The New York Times has a disquieting article today about how the economy is impacting Spain's booming culinary scene.
While the country is revered as the home of gastro chic, its hospitality industry is reeling, in a country with the highest unemployment rate in Europe (24 percent). The budgetary shortfall has recently forced the government to raise taxes, threatening to erode further consumption.
Over the last few years, thousands of eateries have been forced to close their doors: 5,000 in 2009, 4,000 in 2010 and 3,000 last year. In Madrid, some of the Spanish capital’s most popular restaurants have shut down, including the half-century-old Principe de Viana and Club 31, which opened in 1959. Other casualties include Nodo, O’Lif and Hakkasan, the Chinese restaurant with seven locations around the world.

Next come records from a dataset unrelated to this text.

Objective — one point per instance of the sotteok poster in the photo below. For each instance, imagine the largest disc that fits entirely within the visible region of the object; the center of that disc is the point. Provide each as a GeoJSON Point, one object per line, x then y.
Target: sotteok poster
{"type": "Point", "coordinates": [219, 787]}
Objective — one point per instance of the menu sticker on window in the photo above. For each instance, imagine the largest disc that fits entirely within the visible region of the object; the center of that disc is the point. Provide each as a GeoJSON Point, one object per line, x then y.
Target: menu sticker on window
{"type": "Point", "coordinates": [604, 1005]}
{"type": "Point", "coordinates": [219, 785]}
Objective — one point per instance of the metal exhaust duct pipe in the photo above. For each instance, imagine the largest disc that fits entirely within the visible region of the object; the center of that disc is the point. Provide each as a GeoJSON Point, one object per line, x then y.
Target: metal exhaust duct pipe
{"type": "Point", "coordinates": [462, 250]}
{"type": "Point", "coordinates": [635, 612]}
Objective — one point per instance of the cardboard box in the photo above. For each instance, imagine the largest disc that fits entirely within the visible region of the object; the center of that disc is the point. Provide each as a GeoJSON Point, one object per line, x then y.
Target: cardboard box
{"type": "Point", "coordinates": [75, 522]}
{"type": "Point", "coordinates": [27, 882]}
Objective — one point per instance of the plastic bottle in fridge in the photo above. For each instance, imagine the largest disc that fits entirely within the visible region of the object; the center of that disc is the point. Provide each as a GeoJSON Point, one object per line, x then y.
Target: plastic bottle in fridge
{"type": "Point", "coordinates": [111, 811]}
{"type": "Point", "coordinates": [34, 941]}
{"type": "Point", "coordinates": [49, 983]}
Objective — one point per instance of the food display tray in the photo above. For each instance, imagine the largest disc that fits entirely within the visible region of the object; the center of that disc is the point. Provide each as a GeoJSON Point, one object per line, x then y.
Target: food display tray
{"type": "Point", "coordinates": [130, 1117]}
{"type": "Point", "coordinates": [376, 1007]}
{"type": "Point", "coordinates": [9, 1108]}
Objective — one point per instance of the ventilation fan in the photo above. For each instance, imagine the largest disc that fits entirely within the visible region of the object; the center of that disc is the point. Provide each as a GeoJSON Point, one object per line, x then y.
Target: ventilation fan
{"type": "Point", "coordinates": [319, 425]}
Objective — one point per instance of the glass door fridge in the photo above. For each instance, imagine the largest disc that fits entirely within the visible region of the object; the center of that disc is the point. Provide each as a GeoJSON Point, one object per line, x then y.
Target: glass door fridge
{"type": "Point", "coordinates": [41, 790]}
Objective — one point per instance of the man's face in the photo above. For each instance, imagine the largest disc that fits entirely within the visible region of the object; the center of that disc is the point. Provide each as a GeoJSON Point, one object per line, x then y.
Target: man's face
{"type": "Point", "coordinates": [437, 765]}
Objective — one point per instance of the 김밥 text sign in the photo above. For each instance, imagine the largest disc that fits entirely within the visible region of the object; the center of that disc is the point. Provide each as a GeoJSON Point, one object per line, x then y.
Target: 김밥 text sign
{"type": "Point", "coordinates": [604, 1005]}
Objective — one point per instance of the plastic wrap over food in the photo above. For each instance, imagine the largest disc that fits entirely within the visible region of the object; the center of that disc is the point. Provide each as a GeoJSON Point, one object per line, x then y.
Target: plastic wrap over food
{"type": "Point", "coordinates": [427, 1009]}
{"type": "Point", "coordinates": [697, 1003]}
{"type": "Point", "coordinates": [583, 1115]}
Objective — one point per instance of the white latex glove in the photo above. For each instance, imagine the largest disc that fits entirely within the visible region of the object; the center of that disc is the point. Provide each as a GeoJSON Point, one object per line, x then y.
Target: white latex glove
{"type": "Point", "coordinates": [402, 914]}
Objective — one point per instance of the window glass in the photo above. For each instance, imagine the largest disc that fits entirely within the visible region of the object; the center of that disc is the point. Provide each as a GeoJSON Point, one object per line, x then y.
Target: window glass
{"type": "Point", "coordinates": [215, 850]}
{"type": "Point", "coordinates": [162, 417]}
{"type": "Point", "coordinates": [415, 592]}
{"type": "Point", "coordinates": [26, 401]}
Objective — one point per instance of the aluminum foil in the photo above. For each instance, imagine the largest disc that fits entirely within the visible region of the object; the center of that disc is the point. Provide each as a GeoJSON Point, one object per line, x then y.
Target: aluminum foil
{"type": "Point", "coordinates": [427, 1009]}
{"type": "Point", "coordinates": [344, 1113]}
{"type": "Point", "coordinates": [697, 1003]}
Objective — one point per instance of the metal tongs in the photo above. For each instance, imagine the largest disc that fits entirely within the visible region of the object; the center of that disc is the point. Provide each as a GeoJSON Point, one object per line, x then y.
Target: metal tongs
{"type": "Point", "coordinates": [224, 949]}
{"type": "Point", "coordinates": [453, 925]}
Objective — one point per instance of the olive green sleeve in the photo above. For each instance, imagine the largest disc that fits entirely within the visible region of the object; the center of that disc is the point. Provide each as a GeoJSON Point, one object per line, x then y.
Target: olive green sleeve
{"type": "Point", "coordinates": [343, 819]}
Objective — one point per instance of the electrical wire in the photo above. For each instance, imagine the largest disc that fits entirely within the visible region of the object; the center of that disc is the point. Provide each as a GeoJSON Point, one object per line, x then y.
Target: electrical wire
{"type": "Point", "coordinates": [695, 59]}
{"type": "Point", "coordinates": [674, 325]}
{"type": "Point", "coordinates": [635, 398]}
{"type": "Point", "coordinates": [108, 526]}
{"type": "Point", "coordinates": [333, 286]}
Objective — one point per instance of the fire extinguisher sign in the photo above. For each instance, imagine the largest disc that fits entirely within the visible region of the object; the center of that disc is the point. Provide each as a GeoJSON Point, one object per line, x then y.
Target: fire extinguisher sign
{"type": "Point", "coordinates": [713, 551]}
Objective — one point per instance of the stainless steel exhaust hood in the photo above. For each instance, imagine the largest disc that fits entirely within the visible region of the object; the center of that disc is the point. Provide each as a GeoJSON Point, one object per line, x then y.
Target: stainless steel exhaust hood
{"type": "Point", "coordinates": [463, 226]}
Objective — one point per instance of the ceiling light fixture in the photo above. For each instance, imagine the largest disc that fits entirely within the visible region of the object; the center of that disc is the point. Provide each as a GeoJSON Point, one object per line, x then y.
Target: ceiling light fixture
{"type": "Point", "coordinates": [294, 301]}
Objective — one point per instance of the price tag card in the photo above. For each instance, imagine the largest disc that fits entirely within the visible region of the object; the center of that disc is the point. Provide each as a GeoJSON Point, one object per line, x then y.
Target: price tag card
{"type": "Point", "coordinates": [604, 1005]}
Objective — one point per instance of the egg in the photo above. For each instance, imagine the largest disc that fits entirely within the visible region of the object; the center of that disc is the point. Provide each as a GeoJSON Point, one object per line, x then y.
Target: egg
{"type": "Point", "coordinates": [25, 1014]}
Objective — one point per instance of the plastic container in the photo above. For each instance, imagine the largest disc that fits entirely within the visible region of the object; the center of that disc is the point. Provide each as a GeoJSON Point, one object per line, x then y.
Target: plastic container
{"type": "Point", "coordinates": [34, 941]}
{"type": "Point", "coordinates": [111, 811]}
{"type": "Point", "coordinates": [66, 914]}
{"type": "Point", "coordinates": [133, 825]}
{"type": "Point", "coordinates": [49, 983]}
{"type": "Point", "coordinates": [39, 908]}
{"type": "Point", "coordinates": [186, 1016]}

A few days ago, the Michelin-starred restaurant Evo, in the Hotel Hesperia Tower in Barcelona, announced its closing. NH Hotels, the owner of the hotel, is planning to transform the restaurant, started in 2006 by the Catalan chef Santi Santamaria (who died last year), into something “without pretensions.”
To compete with dinner parties, owners are taking heretofore unseen initiatives. For example, the story reports that owners are now allowing diners to bring their own wine. Restaurants are changing menus and cutting prices and portions, but adding fees for extra ice or tap water served in a pitcher.
Even some of the very best restaurants are giving up Michelin stars to offer lower-cost alternatives, from trattoria fare to standard hotel cuisine. This summer, a number of trendy outposts are remodeling to create a casual look, fearing that if they don’t change, they will not last. Madrid mainstay Sula is remodeling to keep its customers. The owners are spending approximately $483,560 to convert the ground floor into a tapas bar and to create space for private corporate diners.